Growing up the way I did left a lack of good examples in my life. If it had not been for the handful of people that tried to help, I would not be here today. The funny thing about that is at the time, I did not respond in any positive fashion to their attempts to help me, or to their lead and example. I remained that shit-ass-know-it-all kid with no hope of a decent life.  What they did do was plant a seed; a seed that, when the causes and conditions where right, grew to be the firmly rooted tree I held on to as my soul weathered the storm of my own creation.

As a direct result of these people who tried to show me a better way, when the time came I was able to use the tools they had given me so many years before. The soil of my heart was finally tilled enough for these seeds to take root. Now it has become my lifelong practice to continue to nurture and fertilize this soil. The seeds will only grow if I continue to give them what they need – good and bad seeds alike.
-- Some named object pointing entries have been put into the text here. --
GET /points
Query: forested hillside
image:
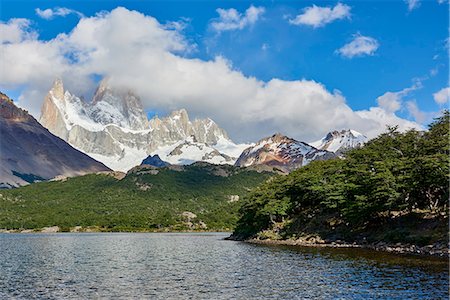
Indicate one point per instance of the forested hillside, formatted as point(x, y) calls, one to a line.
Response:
point(395, 189)
point(196, 197)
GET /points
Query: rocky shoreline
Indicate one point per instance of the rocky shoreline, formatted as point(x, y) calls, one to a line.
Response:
point(97, 229)
point(436, 250)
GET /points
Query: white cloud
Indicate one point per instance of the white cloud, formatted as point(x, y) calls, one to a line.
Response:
point(416, 113)
point(359, 46)
point(317, 16)
point(16, 31)
point(50, 13)
point(231, 19)
point(412, 4)
point(392, 101)
point(442, 96)
point(138, 52)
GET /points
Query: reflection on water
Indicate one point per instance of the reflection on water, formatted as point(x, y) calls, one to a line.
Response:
point(204, 266)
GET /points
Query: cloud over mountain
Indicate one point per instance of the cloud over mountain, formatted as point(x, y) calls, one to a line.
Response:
point(360, 45)
point(231, 19)
point(151, 58)
point(317, 16)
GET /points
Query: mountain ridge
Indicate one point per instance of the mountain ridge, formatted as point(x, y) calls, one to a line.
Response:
point(29, 152)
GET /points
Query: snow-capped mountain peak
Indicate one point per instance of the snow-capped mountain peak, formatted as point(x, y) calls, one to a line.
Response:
point(281, 152)
point(114, 129)
point(340, 141)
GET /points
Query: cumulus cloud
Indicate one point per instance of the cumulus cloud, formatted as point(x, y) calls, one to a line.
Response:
point(412, 4)
point(392, 101)
point(231, 19)
point(138, 52)
point(359, 46)
point(15, 31)
point(51, 13)
point(442, 96)
point(317, 16)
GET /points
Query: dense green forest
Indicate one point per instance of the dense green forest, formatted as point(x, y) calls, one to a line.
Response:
point(146, 199)
point(394, 188)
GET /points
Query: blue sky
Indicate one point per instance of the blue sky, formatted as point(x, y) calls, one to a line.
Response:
point(411, 43)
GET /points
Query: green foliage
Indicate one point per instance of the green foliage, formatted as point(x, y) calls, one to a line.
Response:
point(393, 172)
point(140, 201)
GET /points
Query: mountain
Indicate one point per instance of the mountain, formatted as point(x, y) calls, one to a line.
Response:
point(190, 150)
point(340, 141)
point(196, 196)
point(113, 128)
point(29, 152)
point(155, 161)
point(281, 152)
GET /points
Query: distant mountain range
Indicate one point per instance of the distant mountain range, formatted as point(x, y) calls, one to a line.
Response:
point(281, 152)
point(29, 152)
point(114, 129)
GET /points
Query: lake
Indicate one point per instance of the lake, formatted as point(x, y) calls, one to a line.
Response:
point(204, 266)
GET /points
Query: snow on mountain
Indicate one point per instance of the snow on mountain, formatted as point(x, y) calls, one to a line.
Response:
point(281, 152)
point(339, 141)
point(113, 128)
point(29, 152)
point(190, 151)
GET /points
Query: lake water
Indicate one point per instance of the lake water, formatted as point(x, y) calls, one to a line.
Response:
point(204, 266)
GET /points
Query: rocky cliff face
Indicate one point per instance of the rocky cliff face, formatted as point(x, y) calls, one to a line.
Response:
point(340, 141)
point(281, 152)
point(29, 152)
point(113, 128)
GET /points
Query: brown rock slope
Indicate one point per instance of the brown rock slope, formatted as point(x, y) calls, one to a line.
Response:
point(29, 152)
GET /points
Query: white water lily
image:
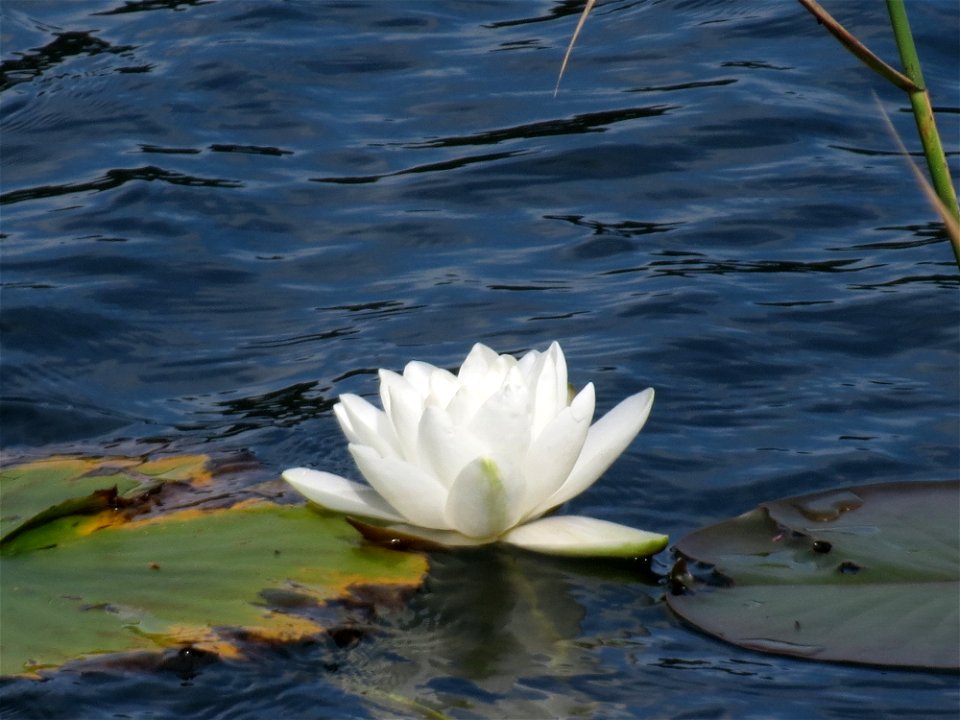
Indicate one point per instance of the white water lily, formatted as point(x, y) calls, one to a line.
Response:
point(481, 456)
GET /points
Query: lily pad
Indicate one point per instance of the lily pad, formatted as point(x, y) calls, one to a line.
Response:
point(868, 575)
point(81, 578)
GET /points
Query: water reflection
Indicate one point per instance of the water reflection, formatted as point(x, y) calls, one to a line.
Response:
point(497, 622)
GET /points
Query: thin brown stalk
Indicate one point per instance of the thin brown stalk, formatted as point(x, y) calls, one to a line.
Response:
point(583, 19)
point(949, 221)
point(847, 39)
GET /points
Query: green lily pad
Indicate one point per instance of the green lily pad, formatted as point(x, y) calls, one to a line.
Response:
point(80, 579)
point(868, 575)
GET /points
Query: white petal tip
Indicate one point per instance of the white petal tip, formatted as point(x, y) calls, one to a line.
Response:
point(576, 536)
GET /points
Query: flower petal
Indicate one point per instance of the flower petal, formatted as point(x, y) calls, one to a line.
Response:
point(479, 504)
point(445, 448)
point(475, 366)
point(554, 453)
point(418, 373)
point(606, 440)
point(548, 384)
point(403, 406)
point(339, 494)
point(502, 423)
point(365, 424)
point(415, 494)
point(578, 536)
point(415, 538)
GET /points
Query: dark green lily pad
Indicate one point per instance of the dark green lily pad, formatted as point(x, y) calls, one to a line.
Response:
point(86, 576)
point(867, 575)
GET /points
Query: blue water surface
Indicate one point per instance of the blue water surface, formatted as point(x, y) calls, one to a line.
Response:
point(219, 215)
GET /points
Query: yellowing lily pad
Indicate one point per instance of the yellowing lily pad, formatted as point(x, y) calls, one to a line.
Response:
point(868, 574)
point(82, 583)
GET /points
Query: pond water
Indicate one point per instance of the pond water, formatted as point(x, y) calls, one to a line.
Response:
point(218, 216)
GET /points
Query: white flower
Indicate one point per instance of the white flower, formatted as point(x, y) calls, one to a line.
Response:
point(482, 455)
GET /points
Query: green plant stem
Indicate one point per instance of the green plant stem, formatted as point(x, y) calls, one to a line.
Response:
point(923, 110)
point(850, 42)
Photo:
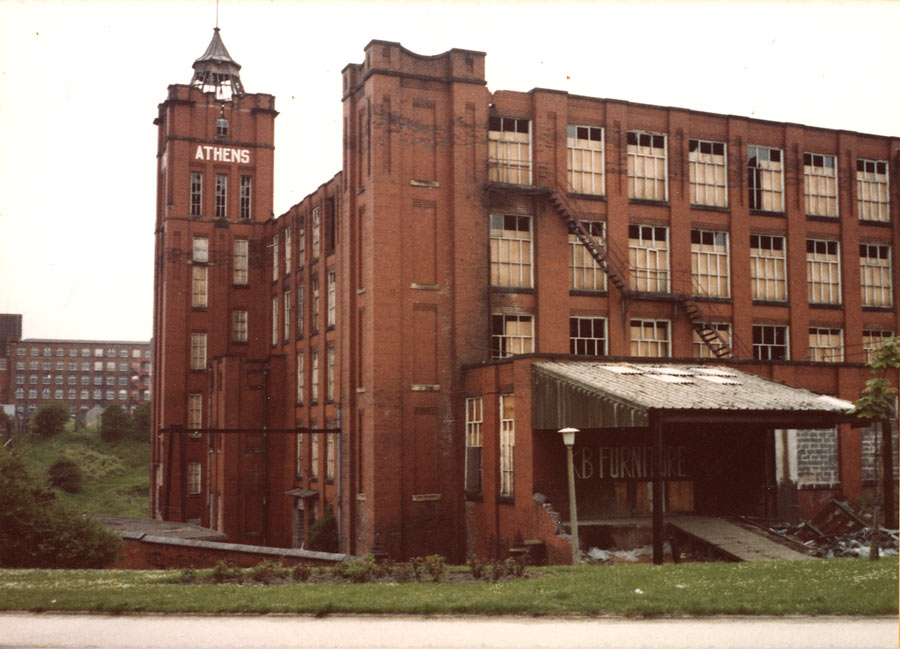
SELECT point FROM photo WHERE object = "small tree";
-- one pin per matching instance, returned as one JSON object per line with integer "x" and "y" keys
{"x": 115, "y": 423}
{"x": 50, "y": 419}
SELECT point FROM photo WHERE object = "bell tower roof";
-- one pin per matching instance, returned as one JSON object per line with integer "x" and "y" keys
{"x": 215, "y": 71}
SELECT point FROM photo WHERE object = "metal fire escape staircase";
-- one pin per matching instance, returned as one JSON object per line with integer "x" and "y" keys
{"x": 717, "y": 345}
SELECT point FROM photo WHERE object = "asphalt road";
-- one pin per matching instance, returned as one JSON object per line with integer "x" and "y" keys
{"x": 275, "y": 632}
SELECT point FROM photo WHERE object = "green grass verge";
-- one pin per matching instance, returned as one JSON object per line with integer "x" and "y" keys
{"x": 116, "y": 475}
{"x": 831, "y": 587}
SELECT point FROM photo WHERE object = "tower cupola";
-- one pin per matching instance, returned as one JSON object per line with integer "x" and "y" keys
{"x": 215, "y": 71}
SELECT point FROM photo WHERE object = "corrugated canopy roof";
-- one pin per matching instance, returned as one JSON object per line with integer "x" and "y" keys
{"x": 614, "y": 395}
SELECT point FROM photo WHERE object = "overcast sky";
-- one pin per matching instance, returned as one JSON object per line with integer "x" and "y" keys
{"x": 80, "y": 82}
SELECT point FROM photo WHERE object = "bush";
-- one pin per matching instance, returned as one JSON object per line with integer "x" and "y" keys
{"x": 322, "y": 535}
{"x": 35, "y": 532}
{"x": 50, "y": 419}
{"x": 66, "y": 475}
{"x": 115, "y": 423}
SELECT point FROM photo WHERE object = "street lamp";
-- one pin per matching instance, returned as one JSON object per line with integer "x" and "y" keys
{"x": 569, "y": 440}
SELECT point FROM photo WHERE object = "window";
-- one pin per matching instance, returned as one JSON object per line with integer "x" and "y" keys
{"x": 872, "y": 340}
{"x": 648, "y": 258}
{"x": 198, "y": 351}
{"x": 587, "y": 336}
{"x": 650, "y": 338}
{"x": 315, "y": 313}
{"x": 647, "y": 166}
{"x": 239, "y": 325}
{"x": 301, "y": 378}
{"x": 275, "y": 258}
{"x": 509, "y": 150}
{"x": 287, "y": 251}
{"x": 193, "y": 478}
{"x": 474, "y": 419}
{"x": 823, "y": 271}
{"x": 820, "y": 184}
{"x": 765, "y": 179}
{"x": 200, "y": 252}
{"x": 287, "y": 316}
{"x": 199, "y": 275}
{"x": 872, "y": 199}
{"x": 584, "y": 272}
{"x": 507, "y": 443}
{"x": 702, "y": 349}
{"x": 300, "y": 306}
{"x": 511, "y": 250}
{"x": 221, "y": 196}
{"x": 768, "y": 276}
{"x": 274, "y": 321}
{"x": 826, "y": 345}
{"x": 708, "y": 173}
{"x": 875, "y": 274}
{"x": 709, "y": 263}
{"x": 585, "y": 152}
{"x": 314, "y": 383}
{"x": 329, "y": 374}
{"x": 196, "y": 193}
{"x": 332, "y": 299}
{"x": 511, "y": 334}
{"x": 770, "y": 342}
{"x": 195, "y": 411}
{"x": 316, "y": 232}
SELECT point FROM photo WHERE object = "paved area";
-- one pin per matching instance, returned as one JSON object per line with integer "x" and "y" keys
{"x": 277, "y": 632}
{"x": 733, "y": 539}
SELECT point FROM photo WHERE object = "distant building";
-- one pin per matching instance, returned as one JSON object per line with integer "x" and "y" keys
{"x": 377, "y": 349}
{"x": 81, "y": 373}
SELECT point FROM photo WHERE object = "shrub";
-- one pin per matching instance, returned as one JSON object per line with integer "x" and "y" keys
{"x": 66, "y": 475}
{"x": 115, "y": 423}
{"x": 50, "y": 419}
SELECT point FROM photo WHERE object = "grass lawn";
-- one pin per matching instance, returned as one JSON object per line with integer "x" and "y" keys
{"x": 831, "y": 587}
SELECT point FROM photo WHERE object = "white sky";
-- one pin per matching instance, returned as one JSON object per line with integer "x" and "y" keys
{"x": 80, "y": 82}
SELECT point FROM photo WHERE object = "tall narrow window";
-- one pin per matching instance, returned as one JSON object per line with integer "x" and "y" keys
{"x": 584, "y": 272}
{"x": 765, "y": 179}
{"x": 709, "y": 263}
{"x": 650, "y": 338}
{"x": 708, "y": 173}
{"x": 826, "y": 345}
{"x": 875, "y": 274}
{"x": 474, "y": 420}
{"x": 511, "y": 250}
{"x": 332, "y": 299}
{"x": 239, "y": 325}
{"x": 314, "y": 377}
{"x": 647, "y": 169}
{"x": 820, "y": 184}
{"x": 770, "y": 342}
{"x": 239, "y": 275}
{"x": 587, "y": 336}
{"x": 199, "y": 292}
{"x": 507, "y": 443}
{"x": 196, "y": 193}
{"x": 823, "y": 271}
{"x": 768, "y": 275}
{"x": 510, "y": 335}
{"x": 872, "y": 198}
{"x": 198, "y": 351}
{"x": 246, "y": 197}
{"x": 221, "y": 196}
{"x": 584, "y": 147}
{"x": 509, "y": 150}
{"x": 648, "y": 258}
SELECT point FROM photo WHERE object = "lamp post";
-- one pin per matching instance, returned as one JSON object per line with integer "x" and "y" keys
{"x": 569, "y": 440}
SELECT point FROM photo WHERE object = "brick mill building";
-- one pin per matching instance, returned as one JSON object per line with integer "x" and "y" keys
{"x": 397, "y": 346}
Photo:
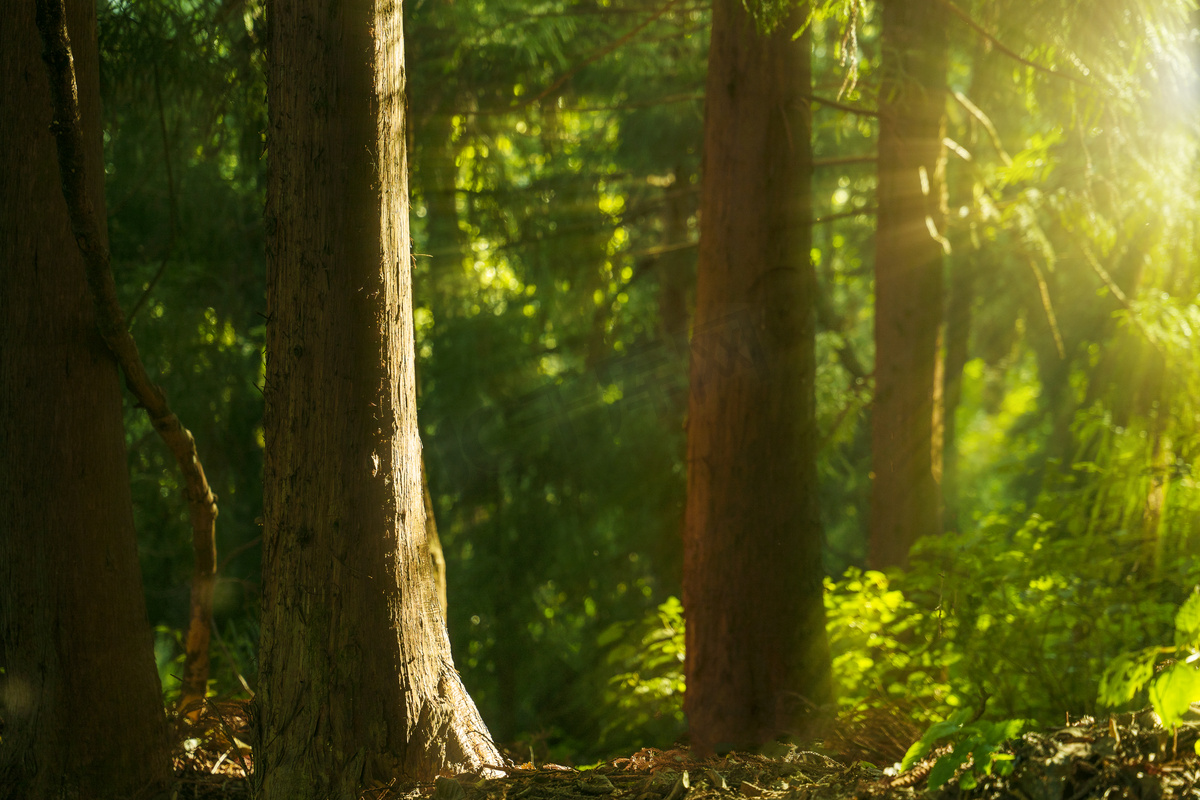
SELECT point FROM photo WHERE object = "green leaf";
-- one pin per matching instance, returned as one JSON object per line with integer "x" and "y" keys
{"x": 1174, "y": 692}
{"x": 947, "y": 765}
{"x": 1126, "y": 675}
{"x": 937, "y": 731}
{"x": 1187, "y": 621}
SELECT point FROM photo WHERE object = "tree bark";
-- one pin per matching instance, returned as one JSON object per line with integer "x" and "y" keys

So it is also my practice to only nurture the good seeds, and not the bad.

It is a process that cannot be rushed. It’s a lifelong daily practice. Day in and day out, I have to continue to do what is needed to nurture my heart, to train the mind in the great way. Even when I do not see the results I “think” I should be seeing, I must still work, and I must still practice. I do not have control over how fast the seeds will grow, nor do I have control over what fruit they will bear. I only have control over what I do to help that seed bear fruit.

From this example, I can see how I might change things slowly. I can do whatever I can to help all sentient beings; it is through this action that I myself may plant some seeds that will bear the fruit of change.